Data Mining Can Pump Up Returns — If Done Right

Data experts say asset managers who harness the power of data will have a better chance of generating alpha, if they know what to look for.

  • Sheila Dang

It was a nearly unanimous conclusion: in an investment environment where information is increasingly ubiquitous, asset managers who mine quantitative data will have a better shot at finding higher returns.

“Introducing data to your process can only give you an advantage,” said Tammer Kamel, founder and CEO of Quandl, a financial and alternative data provider, at the DataDisrupt Financial Services conference in New York on Thursday. Kamel was one of four panelists for a talk entitled “Rise of the Machines,” a discussion of how complex financial data, often shaped by machine learning, will become increasingly important for portfolio managers.

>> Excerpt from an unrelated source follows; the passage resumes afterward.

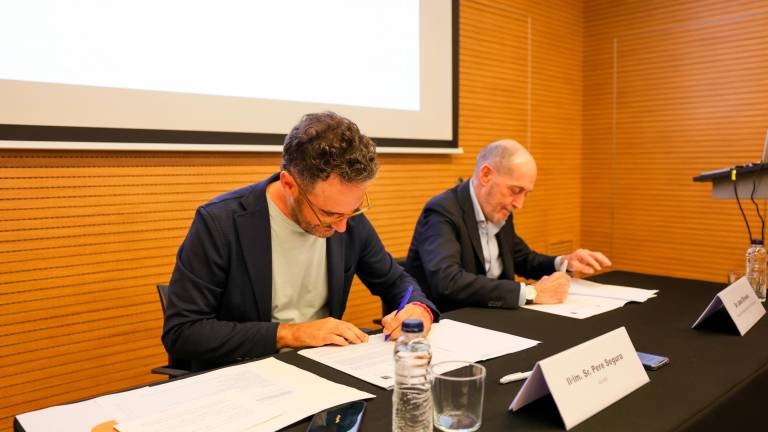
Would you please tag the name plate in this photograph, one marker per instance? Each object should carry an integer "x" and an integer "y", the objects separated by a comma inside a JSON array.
[
  {"x": 587, "y": 378},
  {"x": 740, "y": 302}
]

Kent Collier, founder and CEO of Reorg Research, explained during the panel that human judgement still plays a role in the application of data. Reorg Research delivers email alerts when an item is filed in a bankruptcy case, which allows subscribers to move quickly if they’re invested in the company. But the firm also employs journalists and analysts to provide intelligence to clients based on the filings.

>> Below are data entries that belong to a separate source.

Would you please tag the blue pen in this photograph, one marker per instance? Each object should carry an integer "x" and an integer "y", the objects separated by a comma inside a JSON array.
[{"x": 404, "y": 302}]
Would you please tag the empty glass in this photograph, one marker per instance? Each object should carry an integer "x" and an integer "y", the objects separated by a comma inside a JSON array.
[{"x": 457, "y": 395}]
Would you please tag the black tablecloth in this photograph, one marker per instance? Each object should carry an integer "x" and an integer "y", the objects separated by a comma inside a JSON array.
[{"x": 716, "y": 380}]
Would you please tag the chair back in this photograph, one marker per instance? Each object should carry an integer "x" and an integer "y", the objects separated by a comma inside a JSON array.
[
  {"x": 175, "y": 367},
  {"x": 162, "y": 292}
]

Hedge funds that have in-house data scientists are outperforming in the market, said Michael Marrale, CEO of research and analytics firm M Science, during the panel, giving further evidence that alpha is being found in data.

“Data utilization is necessary for any sort of performance, even benchmark performance at this stage, and it’s only going to increase,” Marrale said.

But data sets don’t have endless alpha-generating abilities; to address this, Kamel said his firm limits how many times a data set can be sold to clients. There is also the question of what to do with all that data. One theme that emerged among the panelists is that many investment firms are struggling to incorporate data into their strategies, making the task of hiring and retaining data scientists important.

Many firms have the ability to gather data, but the challenge is how to define what it can be used for, said panelist Seong Lee, a quant strategist at Quantopian, a firm that crowdsources investment algorithms and has attracted backing from Point72 Asset Management’s Steve Cohen.

“People aren’t taking as much time to figure out where technology can be pointed,” he said. For example, a firm may try to use data for alpha generation, but the data may not be suited for that purpose and could be used in another way, he explained.

Marrale acknowledged that the cost of incorporating quantitative data into an investment strategy would make it too expensive for smaller firms to use. Still, he said, portfolio managers need to be aware of the financial data that is readily available about a company. Marrale pointed to athleisure brand Lululemon, which reported fourth-quarter earnings on Wednesday that were below expectations; its stock price subsequently dropped. Investors who were paying attention would have avoided being on the wrong side of the trade, he said.

“Not everyone can afford to be in the game like hedge fund clients,” Marrale said. “But there has to be a level of understanding from the portfolio manager about what the data is showing.”